If you only have a few URLs that you want to disallow, you can list them individually:
User-agent: *
Disallow: /mypage.html?src=ppc001
Disallow: /mypage.html?src=ppc002
This can become problematic if you are trying to disallow hundreds or even thousands of different URLs. This is where wildcards come in. While wildcards are not part of the standards of robots.txt files, Google, MSN, and Yahoo all support them. This can be extremely helpful in trying to get rid of some of those tricky content duplication problems.
The two supported wildcards are the asterisk "*" which matches any sequence of characters, and the dollar sign "$" which signifies the end of a URL string. Trailing asterisks are redundant, and not needed, since that is the natural behavior of the robots.txt standard.
CompUSA Example
The CompUSA home page is indexed hundreds of times by Yahoo with many variations of referral and tracking parameters.
If they wanted to get rid of all URLs with parameters on their default.asp page, they could use:
User-agent: *
Disallow: /default.asp?
Additional Examples
If you have printable versions of all your HTML pages that contain "_print" in the URL, you would use:
User-agent: *
Disallow: /*_print*.html$
If you use a session id parameters called "sessionid" with users who are logged in, you would use:
User-agent: *
Disallow: /*sessionid=
If you have a private folder called "private_memories" and you don’t want hackers being able to know the full name of the folder simply by looking at your robots.txt file, you would use::
User-agent: *
Disallow: /private*/
As you can see, there are many uses for the robots.txt file now that all of the big 3 search engines support wildcards.
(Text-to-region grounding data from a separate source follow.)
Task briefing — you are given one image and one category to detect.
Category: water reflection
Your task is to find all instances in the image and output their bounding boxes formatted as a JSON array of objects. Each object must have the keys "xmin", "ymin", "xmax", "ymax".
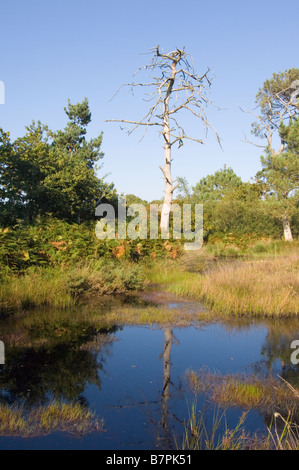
[
  {"xmin": 260, "ymin": 320, "xmax": 299, "ymax": 386},
  {"xmin": 159, "ymin": 328, "xmax": 176, "ymax": 447},
  {"xmin": 0, "ymin": 323, "xmax": 117, "ymax": 407},
  {"xmin": 1, "ymin": 344, "xmax": 99, "ymax": 405},
  {"xmin": 0, "ymin": 295, "xmax": 299, "ymax": 449}
]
Hopefully the official specification for robots.txt will support wildcards in the future, and all bots will understand them.






Want to know what Shell is doing?
6 Responses to “Control What Gets Indexed – SEO Tip Week 19”
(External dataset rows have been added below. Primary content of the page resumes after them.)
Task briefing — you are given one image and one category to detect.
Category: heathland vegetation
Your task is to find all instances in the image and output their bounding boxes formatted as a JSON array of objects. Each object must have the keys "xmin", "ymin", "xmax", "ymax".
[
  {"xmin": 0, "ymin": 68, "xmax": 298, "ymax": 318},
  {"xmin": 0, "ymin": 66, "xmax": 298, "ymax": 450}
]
By Shell Harris on May 13, 2007 | Reply
Chris,
That is a great tip and one that can literally bring your site back into the rankings practically overnight.
By Orderer on May 16, 2007 | Reply
Wow that compusa stuff is really weird.
By Perfect Wealth Formula on May 17, 2007 | Reply
Can you use the noindex meta tag to accomplish this?
By Chris Alexander on May 18, 2007 | Reply
Yes, the noindex meta tag will also accomplish this. However there are many instances where it’s difficult, or not possible, to use the noindex meta tag.
By Francisco Cheng on Jun 29, 2007 | Reply
Good post, this could be very useful information.
By Hello on Jun 10, 2008 | Reply
using your robots.txt file is definitely the best way to go. you should also use the meta noindex tag on the individual pages.